In Lake Norconian Club Found. v. Dep’t of Corr. & Rehab. (Sep. 13, 2019, No. A154917) ___Cal.App.5th___ [2019 Cal. App. LEXIS 866], the first district held that the Department of Corrections’ decision to allow the gradual deterioration of a historic hotel, which it had no duty to maintain, was not a project and could not be challenged for noncompliance with CEQA.

Since 1963, the California Department of Corrections (Department) has operated a prison next to the historic Lake Norconian Club, a former resort and hotel constructed in the 1920’s. The Department used the hotel building as a drug rehabilitation facility, and later, as the prison’s administrative offices. In 2012, the legislature decided that the prison would close and the Department prepared an EIR for the closure. The EIR stated that the Department could not allocate the necessary funds to maintain the building due to the Department’s other maintenance priorities.
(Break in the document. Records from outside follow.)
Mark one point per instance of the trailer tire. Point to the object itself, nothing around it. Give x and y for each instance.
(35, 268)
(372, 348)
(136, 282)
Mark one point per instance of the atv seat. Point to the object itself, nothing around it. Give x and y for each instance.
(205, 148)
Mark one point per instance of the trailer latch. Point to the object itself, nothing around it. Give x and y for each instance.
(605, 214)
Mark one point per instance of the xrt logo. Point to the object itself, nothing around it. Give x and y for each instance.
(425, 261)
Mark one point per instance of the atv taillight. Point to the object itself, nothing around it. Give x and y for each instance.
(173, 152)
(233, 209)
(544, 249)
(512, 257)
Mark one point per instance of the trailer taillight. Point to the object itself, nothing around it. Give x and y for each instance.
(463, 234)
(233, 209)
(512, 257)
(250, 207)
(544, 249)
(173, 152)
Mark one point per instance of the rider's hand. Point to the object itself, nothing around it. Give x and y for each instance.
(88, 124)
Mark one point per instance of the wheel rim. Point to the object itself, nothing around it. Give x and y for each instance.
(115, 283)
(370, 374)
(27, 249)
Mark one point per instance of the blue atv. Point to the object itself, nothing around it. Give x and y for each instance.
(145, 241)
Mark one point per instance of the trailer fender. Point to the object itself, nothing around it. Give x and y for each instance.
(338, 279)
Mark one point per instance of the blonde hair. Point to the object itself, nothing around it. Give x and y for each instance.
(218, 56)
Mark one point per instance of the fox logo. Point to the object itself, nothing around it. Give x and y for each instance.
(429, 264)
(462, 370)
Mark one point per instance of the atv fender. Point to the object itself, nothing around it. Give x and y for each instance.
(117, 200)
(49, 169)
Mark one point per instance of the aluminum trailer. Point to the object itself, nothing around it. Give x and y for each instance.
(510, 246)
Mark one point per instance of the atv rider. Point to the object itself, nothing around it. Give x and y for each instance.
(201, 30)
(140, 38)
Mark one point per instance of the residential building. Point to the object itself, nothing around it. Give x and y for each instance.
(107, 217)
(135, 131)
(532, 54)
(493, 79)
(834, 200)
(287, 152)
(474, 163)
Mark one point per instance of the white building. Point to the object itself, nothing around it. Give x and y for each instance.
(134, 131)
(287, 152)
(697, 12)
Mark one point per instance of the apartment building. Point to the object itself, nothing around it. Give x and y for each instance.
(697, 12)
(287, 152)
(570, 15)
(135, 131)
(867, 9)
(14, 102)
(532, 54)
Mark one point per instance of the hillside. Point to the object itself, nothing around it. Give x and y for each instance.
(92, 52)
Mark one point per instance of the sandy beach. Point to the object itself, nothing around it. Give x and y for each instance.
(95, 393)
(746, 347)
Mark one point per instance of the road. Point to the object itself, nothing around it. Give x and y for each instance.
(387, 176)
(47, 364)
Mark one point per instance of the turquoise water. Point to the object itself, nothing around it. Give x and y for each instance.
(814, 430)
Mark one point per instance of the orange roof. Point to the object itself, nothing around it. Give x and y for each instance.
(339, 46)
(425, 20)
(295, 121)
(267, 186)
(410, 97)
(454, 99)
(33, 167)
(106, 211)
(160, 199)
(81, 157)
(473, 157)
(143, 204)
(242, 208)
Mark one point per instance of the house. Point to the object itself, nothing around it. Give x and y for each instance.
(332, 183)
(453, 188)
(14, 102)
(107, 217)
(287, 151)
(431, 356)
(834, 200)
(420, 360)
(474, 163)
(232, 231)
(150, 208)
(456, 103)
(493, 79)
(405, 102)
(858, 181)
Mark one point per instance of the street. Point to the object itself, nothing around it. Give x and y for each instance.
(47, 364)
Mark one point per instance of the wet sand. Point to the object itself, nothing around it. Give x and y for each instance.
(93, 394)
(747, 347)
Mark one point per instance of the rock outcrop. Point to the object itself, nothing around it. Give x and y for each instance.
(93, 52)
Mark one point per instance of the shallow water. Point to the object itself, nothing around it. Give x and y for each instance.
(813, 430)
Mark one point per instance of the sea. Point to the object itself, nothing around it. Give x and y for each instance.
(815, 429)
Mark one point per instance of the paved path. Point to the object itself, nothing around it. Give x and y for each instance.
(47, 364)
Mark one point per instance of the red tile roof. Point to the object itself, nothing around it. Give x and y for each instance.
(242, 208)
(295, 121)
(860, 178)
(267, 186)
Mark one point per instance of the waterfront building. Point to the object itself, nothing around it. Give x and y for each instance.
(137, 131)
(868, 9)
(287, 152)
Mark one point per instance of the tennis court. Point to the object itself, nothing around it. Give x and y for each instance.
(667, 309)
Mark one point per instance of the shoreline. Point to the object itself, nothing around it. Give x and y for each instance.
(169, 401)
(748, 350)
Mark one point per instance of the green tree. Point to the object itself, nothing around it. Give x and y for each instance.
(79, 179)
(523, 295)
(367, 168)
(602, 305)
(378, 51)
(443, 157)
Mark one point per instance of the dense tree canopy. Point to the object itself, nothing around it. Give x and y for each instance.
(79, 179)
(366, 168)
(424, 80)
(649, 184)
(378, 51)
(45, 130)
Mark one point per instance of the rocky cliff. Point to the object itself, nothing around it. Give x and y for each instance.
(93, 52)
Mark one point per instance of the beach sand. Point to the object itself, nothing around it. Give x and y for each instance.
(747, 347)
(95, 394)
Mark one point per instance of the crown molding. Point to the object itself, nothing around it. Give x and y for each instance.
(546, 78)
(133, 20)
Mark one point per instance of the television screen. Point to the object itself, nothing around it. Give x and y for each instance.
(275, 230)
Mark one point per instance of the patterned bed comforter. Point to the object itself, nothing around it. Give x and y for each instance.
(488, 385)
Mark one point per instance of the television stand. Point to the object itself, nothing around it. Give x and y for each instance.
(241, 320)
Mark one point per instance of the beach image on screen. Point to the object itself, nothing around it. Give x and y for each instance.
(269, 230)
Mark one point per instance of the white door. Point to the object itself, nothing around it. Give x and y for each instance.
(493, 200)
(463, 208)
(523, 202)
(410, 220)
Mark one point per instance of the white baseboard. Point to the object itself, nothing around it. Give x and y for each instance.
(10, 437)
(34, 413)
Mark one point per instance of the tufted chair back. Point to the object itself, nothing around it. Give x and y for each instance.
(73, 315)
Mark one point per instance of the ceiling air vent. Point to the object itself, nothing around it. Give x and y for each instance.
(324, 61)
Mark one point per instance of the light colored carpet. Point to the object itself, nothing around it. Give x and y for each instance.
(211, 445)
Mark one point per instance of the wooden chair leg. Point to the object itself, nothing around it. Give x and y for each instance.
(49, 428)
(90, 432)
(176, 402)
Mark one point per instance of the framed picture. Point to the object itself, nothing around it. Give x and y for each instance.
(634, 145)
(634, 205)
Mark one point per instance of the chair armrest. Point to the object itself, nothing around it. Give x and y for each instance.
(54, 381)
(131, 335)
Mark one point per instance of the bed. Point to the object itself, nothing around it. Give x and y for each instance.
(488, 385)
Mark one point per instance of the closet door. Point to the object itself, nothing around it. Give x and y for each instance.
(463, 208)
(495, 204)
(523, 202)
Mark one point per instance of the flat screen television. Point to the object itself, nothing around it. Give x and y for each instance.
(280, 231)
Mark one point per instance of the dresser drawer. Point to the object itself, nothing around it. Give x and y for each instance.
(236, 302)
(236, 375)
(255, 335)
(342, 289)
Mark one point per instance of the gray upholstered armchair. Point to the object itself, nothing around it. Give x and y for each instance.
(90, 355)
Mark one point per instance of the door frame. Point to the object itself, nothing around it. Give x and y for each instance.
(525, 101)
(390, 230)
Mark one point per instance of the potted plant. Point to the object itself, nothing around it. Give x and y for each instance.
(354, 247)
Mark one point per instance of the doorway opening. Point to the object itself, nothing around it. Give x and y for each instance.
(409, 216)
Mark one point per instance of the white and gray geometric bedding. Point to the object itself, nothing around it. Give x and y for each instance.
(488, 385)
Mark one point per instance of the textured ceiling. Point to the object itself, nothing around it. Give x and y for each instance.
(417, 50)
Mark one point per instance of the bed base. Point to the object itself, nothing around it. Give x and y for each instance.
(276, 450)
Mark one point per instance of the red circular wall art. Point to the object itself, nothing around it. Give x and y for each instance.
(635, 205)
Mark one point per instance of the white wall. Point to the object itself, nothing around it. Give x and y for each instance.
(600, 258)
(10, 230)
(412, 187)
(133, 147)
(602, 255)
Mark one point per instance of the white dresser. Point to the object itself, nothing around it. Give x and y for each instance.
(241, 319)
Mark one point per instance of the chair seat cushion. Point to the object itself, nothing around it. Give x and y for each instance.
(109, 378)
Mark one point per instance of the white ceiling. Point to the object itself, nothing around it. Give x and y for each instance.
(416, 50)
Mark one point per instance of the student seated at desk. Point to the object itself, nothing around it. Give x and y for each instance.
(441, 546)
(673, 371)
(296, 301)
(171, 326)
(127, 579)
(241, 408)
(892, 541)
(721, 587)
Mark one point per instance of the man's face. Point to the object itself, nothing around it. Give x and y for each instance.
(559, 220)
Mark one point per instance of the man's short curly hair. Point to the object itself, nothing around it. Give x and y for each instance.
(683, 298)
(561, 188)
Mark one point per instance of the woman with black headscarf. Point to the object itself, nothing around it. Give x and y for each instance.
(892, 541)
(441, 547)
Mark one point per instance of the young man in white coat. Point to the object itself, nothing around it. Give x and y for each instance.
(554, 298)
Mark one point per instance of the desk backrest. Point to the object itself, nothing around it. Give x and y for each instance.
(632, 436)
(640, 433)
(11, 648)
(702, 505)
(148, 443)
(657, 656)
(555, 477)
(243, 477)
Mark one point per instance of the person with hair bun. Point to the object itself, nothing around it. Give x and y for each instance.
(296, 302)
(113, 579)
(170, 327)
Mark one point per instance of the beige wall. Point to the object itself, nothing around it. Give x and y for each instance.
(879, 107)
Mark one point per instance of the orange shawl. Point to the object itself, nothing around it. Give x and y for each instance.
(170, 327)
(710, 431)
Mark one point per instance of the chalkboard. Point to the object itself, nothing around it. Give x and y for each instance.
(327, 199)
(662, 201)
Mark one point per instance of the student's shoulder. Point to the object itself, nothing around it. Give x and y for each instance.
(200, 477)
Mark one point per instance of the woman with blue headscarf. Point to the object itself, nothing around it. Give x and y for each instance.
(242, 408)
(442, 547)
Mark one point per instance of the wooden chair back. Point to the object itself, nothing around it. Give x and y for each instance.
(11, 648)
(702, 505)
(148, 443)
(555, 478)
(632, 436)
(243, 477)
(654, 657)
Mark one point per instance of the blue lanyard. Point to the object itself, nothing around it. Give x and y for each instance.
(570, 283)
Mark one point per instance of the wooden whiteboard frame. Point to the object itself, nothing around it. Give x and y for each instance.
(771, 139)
The legislature later changed its mind, allowing the Department to continue operating the prison, however the Department decided that it still would not maintain the former hotel.

The Lake Norconian Club Foundation (Petitioners) had repeatedly encouraged the Department to maintain the hotel since 2006. In 2014, they filed a petition alleging that the Department’s willful and ongoing failure to maintain the hotel was a continuous discretionary action with significant environmental impacts, and therefore a project under CEQA for which no environmental review had been conducted.

The trial court agreed with Petitioners that the Department’s actions and omissions constituted a project under CEQA, but nevertheless entered judgment in favor of the Department. The trial court concluded that the statute of limitation began to run when the 2013 EIR was certified, and that the 2014 petition was therefore untimely.

The Foundation appealed the judgment and the Department cross-appealed, arguing that its inaction was not a project.

No California case prior to this had yet addressed whether an agency’s failure to act could be considered a project under CEQA. However, the question had been addressed under NEPA in federal courts. In NEPA cases courts have repeatedly held that inaction does not constitute “action” (the NEPA term analogous to a “project” under CEQA). However, unlike CEQA, the federal NEPA guidelines do state that inaction may constitute action where the omission would be judicially reviewable under the APA, and case law has held that inaction in the face a mandatory duty to act would create such an omission.

However, the Court noted that CEQA contains no such guideline. Additionally, no statute was identified by Petitioners which created a duty for the Department to maintain the hotel.

The Court also stated that CEQA defines “project” by defining those activities which constitute projects. Here, it held that the failure to act was not an activity at all, even if the inactivity would lead to environmental consequences. It also noted the practical unworkability of deeming inactivity a project, particularly for attempting to determine when the project commences or receives approval for purposes of the CEQA statute of limitations.

Therefore, absent any statutory duty, the Court held that the Department’s failure to act could not be deemed a project or challenged for noncompliance with CEQA.

Key Point: Inaction is not a project under CEQA, at least where there is no affirmative duty to act.